Python Forum - Distances between all combinations in datatset

I have a data set with a set of unique ids. Each of these ids has eastings and northings and a dummy variable which can take on the values of 1 or 0. I want to find whether, for each id, there is another id for which the dummy is 1 within 1000 meters. What I am trying to do is generate a list containing all the distances of all the possible combinations and then discarding those which are further than 1000 m and for which the dummy is 0. However, my dataset is quite large (100k observations), so I realise I am creating an incredibly large amount of combinations. Is there a better way of doing this?
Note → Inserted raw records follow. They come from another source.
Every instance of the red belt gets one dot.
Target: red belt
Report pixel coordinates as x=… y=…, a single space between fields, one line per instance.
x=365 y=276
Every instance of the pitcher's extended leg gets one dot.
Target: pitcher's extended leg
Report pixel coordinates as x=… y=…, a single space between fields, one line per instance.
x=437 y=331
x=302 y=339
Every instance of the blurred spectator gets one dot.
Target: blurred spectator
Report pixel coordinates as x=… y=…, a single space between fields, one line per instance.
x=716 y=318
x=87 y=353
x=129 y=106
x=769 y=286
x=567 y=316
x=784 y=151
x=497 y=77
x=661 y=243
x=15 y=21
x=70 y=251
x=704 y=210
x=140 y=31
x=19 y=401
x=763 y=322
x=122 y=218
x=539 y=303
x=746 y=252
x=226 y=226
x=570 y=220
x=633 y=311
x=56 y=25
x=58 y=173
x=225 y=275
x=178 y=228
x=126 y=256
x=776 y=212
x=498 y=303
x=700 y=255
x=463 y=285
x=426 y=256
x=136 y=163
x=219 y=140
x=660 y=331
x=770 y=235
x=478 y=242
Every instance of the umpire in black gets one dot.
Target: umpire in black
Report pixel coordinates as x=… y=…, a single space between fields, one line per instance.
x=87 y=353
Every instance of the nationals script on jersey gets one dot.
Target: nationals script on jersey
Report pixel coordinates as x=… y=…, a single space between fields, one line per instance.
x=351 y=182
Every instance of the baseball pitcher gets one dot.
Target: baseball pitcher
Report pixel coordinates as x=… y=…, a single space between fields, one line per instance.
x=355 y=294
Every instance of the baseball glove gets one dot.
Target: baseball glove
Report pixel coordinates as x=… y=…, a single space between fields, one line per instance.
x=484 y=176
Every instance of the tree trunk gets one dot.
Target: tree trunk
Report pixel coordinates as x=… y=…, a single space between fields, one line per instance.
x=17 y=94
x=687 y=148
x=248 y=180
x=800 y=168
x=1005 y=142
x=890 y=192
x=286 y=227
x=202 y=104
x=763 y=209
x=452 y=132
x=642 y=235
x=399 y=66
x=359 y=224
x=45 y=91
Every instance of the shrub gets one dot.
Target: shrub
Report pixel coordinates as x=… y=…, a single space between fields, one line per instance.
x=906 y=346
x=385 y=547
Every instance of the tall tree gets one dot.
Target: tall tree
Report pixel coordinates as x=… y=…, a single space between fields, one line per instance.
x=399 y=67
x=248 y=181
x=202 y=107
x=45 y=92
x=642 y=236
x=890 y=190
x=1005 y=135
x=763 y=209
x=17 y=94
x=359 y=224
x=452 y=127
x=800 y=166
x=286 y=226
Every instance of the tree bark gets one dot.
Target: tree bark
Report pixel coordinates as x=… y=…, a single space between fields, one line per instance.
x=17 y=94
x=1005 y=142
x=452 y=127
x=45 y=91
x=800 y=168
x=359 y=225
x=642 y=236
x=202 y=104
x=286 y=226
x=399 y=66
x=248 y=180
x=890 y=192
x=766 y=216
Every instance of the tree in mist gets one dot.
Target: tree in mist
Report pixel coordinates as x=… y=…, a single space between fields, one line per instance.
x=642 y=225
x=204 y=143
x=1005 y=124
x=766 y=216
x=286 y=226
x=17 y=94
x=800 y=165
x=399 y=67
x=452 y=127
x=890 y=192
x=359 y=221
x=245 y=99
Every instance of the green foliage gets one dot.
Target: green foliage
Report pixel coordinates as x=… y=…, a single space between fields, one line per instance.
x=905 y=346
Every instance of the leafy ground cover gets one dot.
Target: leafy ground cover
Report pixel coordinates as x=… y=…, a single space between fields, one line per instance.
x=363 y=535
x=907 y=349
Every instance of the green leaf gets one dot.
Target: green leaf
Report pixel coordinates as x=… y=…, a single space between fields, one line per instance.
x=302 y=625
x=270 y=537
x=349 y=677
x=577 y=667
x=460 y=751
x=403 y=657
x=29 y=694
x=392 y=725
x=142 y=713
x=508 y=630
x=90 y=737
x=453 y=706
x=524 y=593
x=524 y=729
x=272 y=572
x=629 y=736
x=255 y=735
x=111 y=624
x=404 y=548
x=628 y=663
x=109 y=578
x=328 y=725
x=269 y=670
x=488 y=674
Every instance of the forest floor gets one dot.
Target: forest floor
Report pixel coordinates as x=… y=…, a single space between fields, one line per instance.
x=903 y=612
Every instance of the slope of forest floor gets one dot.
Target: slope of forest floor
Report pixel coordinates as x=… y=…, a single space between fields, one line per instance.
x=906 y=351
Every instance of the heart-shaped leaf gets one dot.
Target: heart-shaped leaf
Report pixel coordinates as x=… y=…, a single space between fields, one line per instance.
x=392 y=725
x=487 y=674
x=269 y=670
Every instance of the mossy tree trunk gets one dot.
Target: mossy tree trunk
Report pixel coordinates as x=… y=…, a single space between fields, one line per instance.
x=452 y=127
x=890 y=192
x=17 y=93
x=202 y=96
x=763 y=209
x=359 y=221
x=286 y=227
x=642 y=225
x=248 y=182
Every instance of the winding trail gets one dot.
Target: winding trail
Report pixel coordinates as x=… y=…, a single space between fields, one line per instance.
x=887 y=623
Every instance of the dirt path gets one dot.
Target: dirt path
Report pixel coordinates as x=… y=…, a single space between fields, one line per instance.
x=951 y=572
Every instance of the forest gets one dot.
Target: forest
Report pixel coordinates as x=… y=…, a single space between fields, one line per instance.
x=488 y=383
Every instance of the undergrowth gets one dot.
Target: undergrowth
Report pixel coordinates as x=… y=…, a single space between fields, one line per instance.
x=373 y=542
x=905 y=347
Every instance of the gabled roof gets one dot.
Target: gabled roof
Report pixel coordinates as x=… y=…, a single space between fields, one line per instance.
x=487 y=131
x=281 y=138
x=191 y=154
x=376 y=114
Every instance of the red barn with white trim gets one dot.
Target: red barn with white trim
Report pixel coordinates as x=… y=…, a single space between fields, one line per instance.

Essentially, I think I am trying to find a way for which observations that do not meet my criteria are discarded immediately rather than stored in memory.

This is the code I am trying to run:

list_x = df["easting"].tolist()
list_y = df["northing"].tolist()

list_xy = (list(zip(list_x, list_y)))

import math

def distance(p1, p2):
    return math.sqrt((p1[0] - p2[0])**2 + (p1[1] - p2[1])**2)

list=[]
from itertools import combinations

for combo in combinations(list_xy,2):
    dist = ([distance(*combo)])
    list.append(dist)

If you don't want them stored in memory, don't store them in memory. Use a conditional to check before appending them to the list:

for combo in combinations(list_xy,2):
    dist = ([distance(*combo)])
    if dist > 1000:
        list.append(dist)

Also, wouldn't you want to append the combo with the distance, instead of just the distance? To further save memory, put the dummy variable you are talking about in list_xy, so that you can subset by that before even calculating a distance.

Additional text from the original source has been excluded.